And for all the women out there who do this too? I think those women deserve a day of celebration and recognition also. Because these women are mothers too.
Many of them are mothers who have conceived, but lost. Who have loved, cared for, bathed, changed, and rocked someone else’s child because of their deep love for them. Mothers who have prayed for, cried over, and put hours and years and thousands of dollars into trying to become pregnant with the child they’ve dreamed of. Who have invested into, suffered for, and mothered their children long before their babies were ever in their arms. They are mothers who are still waiting on the child who has been promised to them once the paperwork goes through. Who carried their child in the womb only for a short time. Who only got to see their child turn 5 but not 6.
Most of these women don’t look like mothers. They don’t have children to dress up on Sunday morning. They don’t get a flower at church. They don’t have kids to take photos with or get homemade cards from. They don’t have their child’s initials displayed around their neck.
But they are mothers. They have a mother’s heart. Her intuition. Her dedication. Her love. Her commitment.
So today I celebrate these beautiful women. This is some of the most sacrificial love I’ll ever see and have ever experienced myself. Because when you’re a mother like this, you’ve learned how to pour out love and hope and perseverance in the midst of deep grief.

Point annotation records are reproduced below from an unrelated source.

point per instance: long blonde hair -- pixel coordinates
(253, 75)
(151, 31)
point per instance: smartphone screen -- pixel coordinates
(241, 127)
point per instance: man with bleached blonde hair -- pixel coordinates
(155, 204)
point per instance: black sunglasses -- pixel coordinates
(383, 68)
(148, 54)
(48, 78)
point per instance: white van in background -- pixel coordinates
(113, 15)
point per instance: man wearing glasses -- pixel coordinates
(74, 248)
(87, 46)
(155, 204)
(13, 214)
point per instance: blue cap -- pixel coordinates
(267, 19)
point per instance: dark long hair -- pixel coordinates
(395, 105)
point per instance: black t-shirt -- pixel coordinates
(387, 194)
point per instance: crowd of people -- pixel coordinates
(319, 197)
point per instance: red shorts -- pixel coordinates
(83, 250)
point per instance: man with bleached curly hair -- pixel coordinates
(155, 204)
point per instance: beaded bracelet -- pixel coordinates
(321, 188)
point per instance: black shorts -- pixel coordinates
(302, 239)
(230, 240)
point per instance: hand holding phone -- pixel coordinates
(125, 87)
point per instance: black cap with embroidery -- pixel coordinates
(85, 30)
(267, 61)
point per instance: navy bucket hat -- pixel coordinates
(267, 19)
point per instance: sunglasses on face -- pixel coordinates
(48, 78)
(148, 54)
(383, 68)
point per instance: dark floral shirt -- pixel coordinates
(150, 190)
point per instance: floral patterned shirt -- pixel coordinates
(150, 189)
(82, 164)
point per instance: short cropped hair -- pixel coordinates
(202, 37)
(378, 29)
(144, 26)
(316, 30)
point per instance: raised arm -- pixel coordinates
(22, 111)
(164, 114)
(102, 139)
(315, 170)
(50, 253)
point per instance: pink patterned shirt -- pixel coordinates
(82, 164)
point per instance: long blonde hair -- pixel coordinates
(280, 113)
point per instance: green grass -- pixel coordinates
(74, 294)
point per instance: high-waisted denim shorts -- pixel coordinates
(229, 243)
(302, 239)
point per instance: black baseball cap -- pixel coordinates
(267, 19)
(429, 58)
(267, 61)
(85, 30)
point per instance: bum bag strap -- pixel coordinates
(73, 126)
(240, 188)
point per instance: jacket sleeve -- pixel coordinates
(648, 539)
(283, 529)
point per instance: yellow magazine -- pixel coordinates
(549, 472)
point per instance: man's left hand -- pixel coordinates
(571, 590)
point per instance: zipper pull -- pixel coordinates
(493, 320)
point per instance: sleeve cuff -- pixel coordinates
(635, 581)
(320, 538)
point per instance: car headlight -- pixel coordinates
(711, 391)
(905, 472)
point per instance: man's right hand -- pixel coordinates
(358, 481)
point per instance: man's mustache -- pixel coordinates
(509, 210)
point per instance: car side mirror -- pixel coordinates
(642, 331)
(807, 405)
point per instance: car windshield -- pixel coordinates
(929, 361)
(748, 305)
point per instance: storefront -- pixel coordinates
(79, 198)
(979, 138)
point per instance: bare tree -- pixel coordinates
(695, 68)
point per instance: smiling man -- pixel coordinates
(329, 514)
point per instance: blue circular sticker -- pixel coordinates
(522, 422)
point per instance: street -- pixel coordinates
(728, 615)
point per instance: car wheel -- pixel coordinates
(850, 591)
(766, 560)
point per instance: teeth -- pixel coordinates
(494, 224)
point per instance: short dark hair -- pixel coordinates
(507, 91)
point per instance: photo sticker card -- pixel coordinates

And there’s not many things more motherly than that.
Janisha Bessiake says
Congratulations on Releasing your Blog. First, Let me say that I’m so proud of you for creating this. It’s so you! Bright. warm, and Beautiful. The page looks so amazing. I literally love everything about it. It Looks so professional. 2nd You write so well. 3rd, personally speaking. I know the work it took and the journey you had to go through to write everything that you have and is going to write. It takes boldness and courage to talk about these things. But God has graced you t be able to talk about the hard things so gracefully. Looking forward to many great conversations. I will def keep your family in my prayers, and I wish this blog is greater than you could possibly imagine.